Salient to Investors:

Yields on sovereign securities moved in the opposite direction from what ratings suggested in 53 percent of the 32 upgrades, downgrades and changes in credit outlook in 2013, versus the longer-term average of 47 percent of over 300 changes since 1974.

The IMF reported in January 2012 that prices of credit derivatives moved in the expected direction to for Moody’s rating changes 45 percent of the time for developed countries and 51 percent for emerging economies  – 67 percent and 63 percent for outlook changes.

Brett Wander at Charles Schwab Investment Mgmt said credit-rating agencies historically lag the real economic fundamentals, whereas markets are ahead.

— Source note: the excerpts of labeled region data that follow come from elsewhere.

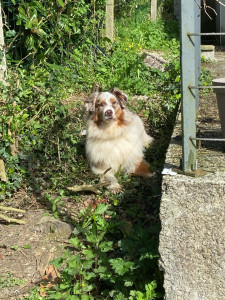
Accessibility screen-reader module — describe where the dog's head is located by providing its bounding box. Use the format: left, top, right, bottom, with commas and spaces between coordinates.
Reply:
85, 89, 128, 123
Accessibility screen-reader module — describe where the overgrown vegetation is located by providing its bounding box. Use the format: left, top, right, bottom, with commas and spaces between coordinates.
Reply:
0, 0, 185, 300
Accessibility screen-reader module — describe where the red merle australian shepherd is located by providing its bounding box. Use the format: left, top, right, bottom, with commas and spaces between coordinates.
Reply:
85, 89, 153, 190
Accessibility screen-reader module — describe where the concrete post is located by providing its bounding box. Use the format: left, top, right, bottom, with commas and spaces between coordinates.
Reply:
105, 0, 114, 41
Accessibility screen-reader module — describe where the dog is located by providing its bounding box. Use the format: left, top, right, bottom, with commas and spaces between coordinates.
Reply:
85, 89, 153, 191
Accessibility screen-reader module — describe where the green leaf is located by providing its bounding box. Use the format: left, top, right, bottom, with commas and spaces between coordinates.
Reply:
10, 245, 19, 251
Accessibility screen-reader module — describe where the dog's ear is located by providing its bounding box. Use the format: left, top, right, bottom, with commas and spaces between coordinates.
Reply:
84, 92, 99, 113
111, 88, 128, 108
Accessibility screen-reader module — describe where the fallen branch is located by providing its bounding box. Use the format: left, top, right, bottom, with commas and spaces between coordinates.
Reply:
67, 182, 110, 194
0, 205, 26, 214
67, 168, 111, 194
0, 205, 26, 224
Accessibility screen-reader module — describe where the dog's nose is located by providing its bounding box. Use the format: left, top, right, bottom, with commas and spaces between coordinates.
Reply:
105, 109, 113, 117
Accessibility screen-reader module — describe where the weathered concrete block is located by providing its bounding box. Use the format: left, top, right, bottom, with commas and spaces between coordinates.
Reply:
201, 45, 215, 60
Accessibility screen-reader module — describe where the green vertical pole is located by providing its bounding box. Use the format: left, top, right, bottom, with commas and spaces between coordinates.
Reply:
180, 0, 200, 172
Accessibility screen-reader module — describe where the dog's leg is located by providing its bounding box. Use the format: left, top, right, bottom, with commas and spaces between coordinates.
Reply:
133, 159, 153, 177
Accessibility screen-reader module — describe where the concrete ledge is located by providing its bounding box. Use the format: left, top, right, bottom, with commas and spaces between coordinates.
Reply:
201, 45, 215, 60
159, 96, 225, 300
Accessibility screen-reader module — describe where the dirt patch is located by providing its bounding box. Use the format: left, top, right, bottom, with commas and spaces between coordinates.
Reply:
0, 208, 73, 299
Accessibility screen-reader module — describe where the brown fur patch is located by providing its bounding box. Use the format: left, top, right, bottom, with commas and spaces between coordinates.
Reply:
134, 159, 152, 177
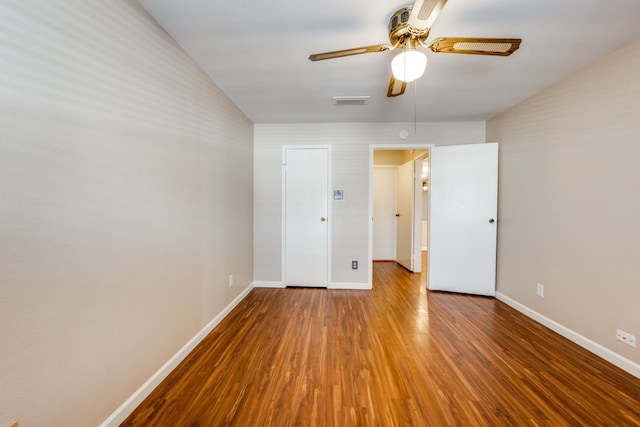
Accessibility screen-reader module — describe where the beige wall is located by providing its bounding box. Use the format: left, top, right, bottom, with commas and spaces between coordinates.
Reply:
0, 0, 253, 426
487, 39, 640, 366
254, 122, 485, 284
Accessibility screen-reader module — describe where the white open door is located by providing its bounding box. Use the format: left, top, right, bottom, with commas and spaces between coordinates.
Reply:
373, 166, 398, 261
428, 143, 498, 296
396, 161, 414, 271
283, 148, 329, 287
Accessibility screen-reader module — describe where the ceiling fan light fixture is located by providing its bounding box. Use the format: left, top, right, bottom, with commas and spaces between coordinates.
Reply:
391, 49, 427, 82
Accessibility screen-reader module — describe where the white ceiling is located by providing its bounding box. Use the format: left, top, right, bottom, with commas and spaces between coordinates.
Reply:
140, 0, 640, 123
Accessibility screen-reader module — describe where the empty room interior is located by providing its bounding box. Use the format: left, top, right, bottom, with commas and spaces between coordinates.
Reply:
0, 0, 640, 427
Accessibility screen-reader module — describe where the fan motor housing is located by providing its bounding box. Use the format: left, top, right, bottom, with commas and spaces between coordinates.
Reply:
389, 7, 429, 47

Moody’s has downgraded 6.4 government ratings for every upgrade in 2013 in the U.S. and Europe, the highest ratio since at least 2002, while S&P has cut 4.3 rankings for every increase.

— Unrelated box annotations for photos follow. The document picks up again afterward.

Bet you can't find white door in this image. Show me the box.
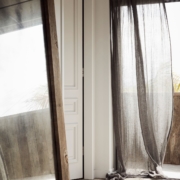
[55,0,83,179]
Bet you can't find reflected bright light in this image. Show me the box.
[0,25,48,117]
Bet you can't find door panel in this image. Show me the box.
[62,0,82,179]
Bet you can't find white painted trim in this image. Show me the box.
[84,0,94,179]
[84,0,114,179]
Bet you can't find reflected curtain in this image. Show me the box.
[107,0,173,179]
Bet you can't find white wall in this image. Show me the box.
[84,0,114,179]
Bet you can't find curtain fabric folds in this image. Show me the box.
[107,0,173,179]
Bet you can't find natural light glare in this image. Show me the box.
[166,2,180,92]
[0,25,47,117]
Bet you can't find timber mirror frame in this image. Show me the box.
[41,0,69,180]
[0,0,69,180]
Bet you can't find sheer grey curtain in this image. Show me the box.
[107,0,173,179]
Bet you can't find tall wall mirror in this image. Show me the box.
[0,0,68,180]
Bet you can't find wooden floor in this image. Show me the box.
[11,165,180,180]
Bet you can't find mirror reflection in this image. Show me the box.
[0,0,55,180]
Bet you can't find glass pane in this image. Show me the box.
[166,2,180,92]
[0,0,55,180]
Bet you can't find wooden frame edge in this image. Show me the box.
[41,0,69,180]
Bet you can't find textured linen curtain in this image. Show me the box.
[107,0,173,179]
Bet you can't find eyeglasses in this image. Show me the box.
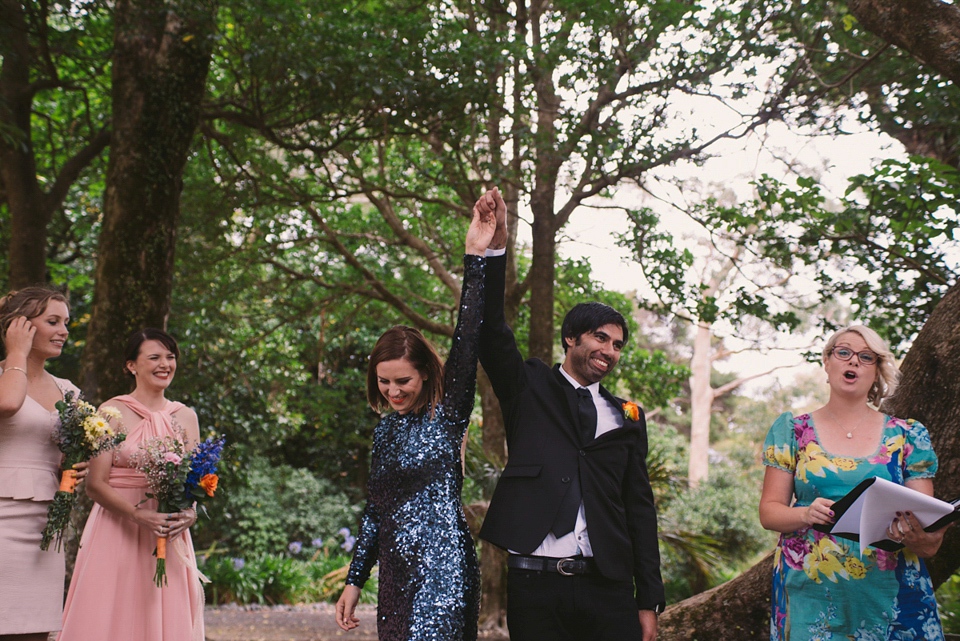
[831,347,880,365]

Bonnie Baha at DoubleLine Capital said that ratings are a lagging indicator – the gap between Treasury yields and those of other bonds is more reliable. Peter Palfrey at Loomis Sayles said markets do care about ratings, though changes are largely priced into the market already. Jason Brady at Thornburg Investment Mgmt said central banks’ buying unprecedented amounts of government securities is also driving the divergence between ratings and bond performance.

European bonds are having their best year since 1998, returning 11.5 percent through Dec. 14 – Greek bonds topped with a gain of 84 percent. Europe’s economy is forecast to shrink 0.14 percent in 2012 and expand 0.4 percent in 2013.

JPMorgan Chase said the Fed will absorb 90 percent of net new dollar-denominated fixed-income assets in 2013.

Eurostat says European government debt rose to 90 percent of GDP in Q2 from 66 percent in December 2007. The CBO expects US debt to go over 70 percent by the end of 2012 versus 36 percent at the end of 2007. James Sarni at Payden & Rygel said investors don’t care about another U.S. downgrade. Warren Buffett says the US should be quadruple-A rated.

S&P lowered its outlook on the UK to negative from stable due to the weak economy.